In ch.4 and elsewhere, Yalom offers a simple question I have started using with people and that is to ask them some version of this: As you are driving home today/leaving from here, what are you telling yourself about this conversation? What are you taking away? This, as he says later, is a useful window to help him see that he and the patient do not always "have the same experience during the hour." 

Ch. 5 offers one pithy bit of advice: "Don't be stingy" in offering positive feedback to patients. Too many today, Yalom fears, may in fact be stingy, and I would wonder if some of this does not go back to Freud's rule of "abstinence" in that the therapist was to leave the patient as undisturbed as possible by refusing to offer advice or feedback.
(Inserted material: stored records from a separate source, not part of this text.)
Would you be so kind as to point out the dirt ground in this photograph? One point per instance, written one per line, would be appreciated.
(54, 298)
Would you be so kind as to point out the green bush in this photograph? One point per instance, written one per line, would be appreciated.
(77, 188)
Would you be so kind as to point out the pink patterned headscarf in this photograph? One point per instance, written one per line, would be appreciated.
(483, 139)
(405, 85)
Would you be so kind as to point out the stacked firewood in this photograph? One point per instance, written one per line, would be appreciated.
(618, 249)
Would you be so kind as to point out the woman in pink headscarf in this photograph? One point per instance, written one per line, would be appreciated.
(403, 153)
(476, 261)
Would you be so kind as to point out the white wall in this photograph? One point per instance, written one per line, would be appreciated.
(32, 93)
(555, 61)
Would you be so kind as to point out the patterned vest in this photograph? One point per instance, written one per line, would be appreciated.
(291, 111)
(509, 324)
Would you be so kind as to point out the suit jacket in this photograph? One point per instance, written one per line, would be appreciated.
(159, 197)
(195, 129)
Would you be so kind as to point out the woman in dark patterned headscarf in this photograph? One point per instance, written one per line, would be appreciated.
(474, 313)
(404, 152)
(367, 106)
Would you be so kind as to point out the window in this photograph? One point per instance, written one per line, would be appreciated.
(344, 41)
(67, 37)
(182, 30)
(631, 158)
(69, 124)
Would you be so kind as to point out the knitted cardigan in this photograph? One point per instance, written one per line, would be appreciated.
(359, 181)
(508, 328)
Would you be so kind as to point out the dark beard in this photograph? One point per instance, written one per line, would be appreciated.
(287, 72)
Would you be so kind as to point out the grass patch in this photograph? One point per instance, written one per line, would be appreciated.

But as Paul Roazen has demonstrated, Freud talking to fellow therapists comes across as strict and forbidding, but Freud's own clinical practice was often much more relaxed about the rules he laid down (and sometimes, as the correspondence with Ferenczi makes clear, this was not always to the good!). 

Ch. 7 deftly deals with statements from patients such as "you must be bored of me by now" by turning them around: "Is there a question in there for me? "

Ch.8 (without quoting her) sounds very similar to advice the great Nina Coltart (about whom I have a post coming) offers in allowing patients to matter to therapists, and not to be afraid to acknowledge that. This must be nicely judged, however, so that things do not get too awry and patients matter too much or the counter-transference gets out of hand. But to be totally unmoved, sitting in lofty and aloof silence, will help nobody.


Several times throughout the book Yalom says that therapists should just acknowledge a cock-up and deal with it openly: "I'm sorry I made a mistake" will help things get back on track more swiftly and successfully than pretending nothing happened.

Several times he also uses words like "spontaneous," "dynamic," and "ever-evolving" to describe how therapy should proceed, and in this way pushes back against the increasing tendency towards manualized, standardized "therapy."

Yalom's Ch.12, with which I shall end for now, contains what I regard as the central and most important insight and counsel in the entire book, captured by its title: "Engage in personal therapy." I am frankly amazed that plenty of people can enter the therapeutic vocation (as Coltart rightly calls it) without having undergone, and regularly undergoing, their own therapy. As I have argued elsewhere recently, a personal psychoanalysis has been the most transformational experience of my life and I remain profoundly grateful.